Being good enough is just not good enough is it?

The other day in my COM class, my professor said, about our class blog, that we can post more than we need to and it would be in our favour to do so. He also stated that being able to do what is required is not enough but that in order to make an impression on people, you’d have to go above and beyond the standards.

I WANT TO GO ABOVE AND BEYOND….but I feel like I can’t. Once again, I need to re-organize my life, make a schedule and stick to it. I know that if I do not, I will waste time and therefore not have any time to go beyond the parameters of a “good job.”

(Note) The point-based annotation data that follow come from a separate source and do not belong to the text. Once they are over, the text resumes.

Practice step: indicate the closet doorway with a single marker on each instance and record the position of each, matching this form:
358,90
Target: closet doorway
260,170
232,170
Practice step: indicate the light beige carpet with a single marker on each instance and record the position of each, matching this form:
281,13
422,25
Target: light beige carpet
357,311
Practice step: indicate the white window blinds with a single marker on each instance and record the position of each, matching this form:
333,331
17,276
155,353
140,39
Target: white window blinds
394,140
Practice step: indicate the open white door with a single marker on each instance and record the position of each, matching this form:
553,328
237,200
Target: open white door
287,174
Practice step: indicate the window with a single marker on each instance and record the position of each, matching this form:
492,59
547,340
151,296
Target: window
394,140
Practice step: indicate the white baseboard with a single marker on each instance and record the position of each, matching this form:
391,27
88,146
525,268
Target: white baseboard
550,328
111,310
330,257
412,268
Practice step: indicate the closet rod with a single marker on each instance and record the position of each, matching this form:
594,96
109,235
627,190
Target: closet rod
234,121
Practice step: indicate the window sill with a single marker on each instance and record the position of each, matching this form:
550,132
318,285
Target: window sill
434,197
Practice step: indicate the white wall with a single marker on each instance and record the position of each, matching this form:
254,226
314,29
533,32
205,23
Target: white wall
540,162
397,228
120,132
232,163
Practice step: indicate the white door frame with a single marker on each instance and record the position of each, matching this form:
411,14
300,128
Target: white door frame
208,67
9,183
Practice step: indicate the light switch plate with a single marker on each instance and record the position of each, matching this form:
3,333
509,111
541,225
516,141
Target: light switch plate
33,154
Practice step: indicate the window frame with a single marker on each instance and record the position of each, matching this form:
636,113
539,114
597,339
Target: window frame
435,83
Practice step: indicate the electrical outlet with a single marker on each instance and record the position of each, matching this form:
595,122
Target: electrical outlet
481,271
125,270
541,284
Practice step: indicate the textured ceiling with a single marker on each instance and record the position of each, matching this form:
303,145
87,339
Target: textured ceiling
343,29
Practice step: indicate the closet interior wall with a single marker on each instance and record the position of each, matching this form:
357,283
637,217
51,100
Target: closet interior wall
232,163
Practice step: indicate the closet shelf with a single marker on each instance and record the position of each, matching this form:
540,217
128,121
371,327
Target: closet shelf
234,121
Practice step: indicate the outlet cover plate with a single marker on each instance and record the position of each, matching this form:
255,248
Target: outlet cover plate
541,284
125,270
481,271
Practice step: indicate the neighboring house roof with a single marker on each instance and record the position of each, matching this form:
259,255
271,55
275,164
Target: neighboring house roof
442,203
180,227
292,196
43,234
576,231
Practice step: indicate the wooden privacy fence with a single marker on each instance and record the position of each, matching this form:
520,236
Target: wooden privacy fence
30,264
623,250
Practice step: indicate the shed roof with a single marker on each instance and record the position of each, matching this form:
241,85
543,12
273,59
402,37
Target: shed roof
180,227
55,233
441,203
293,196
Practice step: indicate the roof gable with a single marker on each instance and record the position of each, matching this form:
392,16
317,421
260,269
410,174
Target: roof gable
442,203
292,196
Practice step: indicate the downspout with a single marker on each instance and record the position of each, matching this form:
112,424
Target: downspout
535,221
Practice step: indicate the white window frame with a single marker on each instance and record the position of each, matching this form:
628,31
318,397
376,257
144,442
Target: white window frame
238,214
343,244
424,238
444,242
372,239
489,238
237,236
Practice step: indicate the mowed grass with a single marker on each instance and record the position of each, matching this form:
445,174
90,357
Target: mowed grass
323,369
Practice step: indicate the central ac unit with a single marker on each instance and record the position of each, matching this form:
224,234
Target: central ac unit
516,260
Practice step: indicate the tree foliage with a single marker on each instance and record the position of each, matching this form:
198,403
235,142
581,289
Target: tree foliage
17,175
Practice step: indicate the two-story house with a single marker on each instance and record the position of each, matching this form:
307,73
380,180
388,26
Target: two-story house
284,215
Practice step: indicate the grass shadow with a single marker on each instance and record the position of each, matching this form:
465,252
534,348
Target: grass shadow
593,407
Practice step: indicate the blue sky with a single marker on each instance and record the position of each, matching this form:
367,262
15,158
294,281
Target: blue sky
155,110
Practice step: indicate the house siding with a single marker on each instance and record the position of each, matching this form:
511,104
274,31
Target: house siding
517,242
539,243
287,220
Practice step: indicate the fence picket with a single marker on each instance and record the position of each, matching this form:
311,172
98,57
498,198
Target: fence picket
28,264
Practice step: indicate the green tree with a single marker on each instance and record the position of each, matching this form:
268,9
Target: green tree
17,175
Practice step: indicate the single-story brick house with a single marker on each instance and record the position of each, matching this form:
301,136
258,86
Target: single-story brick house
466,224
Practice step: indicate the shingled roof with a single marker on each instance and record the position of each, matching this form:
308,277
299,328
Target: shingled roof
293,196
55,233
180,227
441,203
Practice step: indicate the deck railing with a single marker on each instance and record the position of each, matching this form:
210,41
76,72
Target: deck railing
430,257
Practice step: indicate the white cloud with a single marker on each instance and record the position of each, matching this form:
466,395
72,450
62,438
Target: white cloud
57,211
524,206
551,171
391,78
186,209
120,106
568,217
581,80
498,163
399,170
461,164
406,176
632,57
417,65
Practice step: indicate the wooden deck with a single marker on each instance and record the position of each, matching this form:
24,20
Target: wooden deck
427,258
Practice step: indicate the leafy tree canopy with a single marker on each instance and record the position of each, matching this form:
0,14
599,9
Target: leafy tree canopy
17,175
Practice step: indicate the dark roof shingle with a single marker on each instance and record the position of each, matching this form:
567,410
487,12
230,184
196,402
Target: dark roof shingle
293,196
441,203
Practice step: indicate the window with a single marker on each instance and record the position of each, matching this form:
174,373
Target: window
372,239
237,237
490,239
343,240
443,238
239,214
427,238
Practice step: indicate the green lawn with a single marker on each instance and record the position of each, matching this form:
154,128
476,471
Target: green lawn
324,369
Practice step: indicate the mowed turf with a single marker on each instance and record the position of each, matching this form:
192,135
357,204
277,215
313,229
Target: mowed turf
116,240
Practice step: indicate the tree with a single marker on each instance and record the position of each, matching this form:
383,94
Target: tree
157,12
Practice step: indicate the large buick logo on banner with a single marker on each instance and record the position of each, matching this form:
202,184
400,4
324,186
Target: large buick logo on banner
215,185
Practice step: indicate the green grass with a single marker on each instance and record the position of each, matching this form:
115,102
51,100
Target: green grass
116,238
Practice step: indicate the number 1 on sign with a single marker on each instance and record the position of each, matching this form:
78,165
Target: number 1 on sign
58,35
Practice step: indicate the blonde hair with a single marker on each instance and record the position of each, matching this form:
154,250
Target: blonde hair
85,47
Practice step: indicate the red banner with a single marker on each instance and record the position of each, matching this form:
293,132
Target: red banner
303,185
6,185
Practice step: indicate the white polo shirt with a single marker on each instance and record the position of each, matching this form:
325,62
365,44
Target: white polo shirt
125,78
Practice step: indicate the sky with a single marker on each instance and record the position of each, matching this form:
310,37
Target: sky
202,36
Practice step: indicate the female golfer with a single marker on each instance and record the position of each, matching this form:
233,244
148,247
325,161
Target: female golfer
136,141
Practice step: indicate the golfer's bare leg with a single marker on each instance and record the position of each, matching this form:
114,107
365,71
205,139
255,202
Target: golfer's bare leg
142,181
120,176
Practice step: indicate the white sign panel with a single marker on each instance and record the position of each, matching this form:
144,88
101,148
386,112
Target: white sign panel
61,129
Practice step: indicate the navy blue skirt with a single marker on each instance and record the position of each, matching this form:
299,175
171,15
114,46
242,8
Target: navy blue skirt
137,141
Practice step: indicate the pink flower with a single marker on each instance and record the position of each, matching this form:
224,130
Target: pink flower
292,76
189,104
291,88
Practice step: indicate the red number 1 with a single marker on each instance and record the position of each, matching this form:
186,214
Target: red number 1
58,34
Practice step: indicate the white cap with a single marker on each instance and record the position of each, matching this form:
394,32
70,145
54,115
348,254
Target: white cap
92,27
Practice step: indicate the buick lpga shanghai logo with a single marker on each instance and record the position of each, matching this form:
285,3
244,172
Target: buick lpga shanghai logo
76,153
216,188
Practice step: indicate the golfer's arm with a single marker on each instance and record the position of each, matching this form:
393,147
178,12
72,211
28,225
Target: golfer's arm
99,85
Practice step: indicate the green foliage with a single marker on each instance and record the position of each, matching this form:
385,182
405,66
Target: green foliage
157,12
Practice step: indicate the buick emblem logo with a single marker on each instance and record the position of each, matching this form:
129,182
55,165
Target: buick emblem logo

I DONT WANNA DO A GOOD JOB!!!

I’ve always been above average especially in standardized tests but right now in college, when it really matters, I feel like I am barely making it. I have no social life, I go directly to and from class, work, home everyday. Why am I not doing well? What is the root of this problem?

Well, I have a blog due tomorrow morning. After I figure out what the topic is in class, I will be sure to post going above and beyond.

How do I expect to get into law school? I mean really. If there are others out there who are doing what I am and even more competing for the same position as me, how I do expect to get it when another person is just more qualified? Like this whole grad school thing wasn’t hard (and stressful….oh thinking about it has been very stressful!!!) enough.

I think I need to pray.

🙂

So it begins…

Here’s the goal: DEAN’S LIST!!!!! The End!
Seriously though, I feel like I need to be away form everyone to achieve that goal. I am easily distracted in a group of my own friends…or in a room where there is only one conversation going on. I was sitting in a lounge and all I could think about was the conversation some people were having but then I walked to another spot where there are a lot of people most of the time and I was absolutely fine reading with the buzz of a million voices. No one set of words to focus on….
Still, I feel that God is telling me otherwise. The other night I was stranded at school and the next day, stranded again. I’m a firm believer in everything happening for a reason. I mean really, 2 times in a row stranded at school? What am I supposed to do with that? I guess I just need to figure out the right way to go about achieving my goal than to become a recluse as I’d previously planned. Anywaiz, I g2g do something constructive.
Adieu to you.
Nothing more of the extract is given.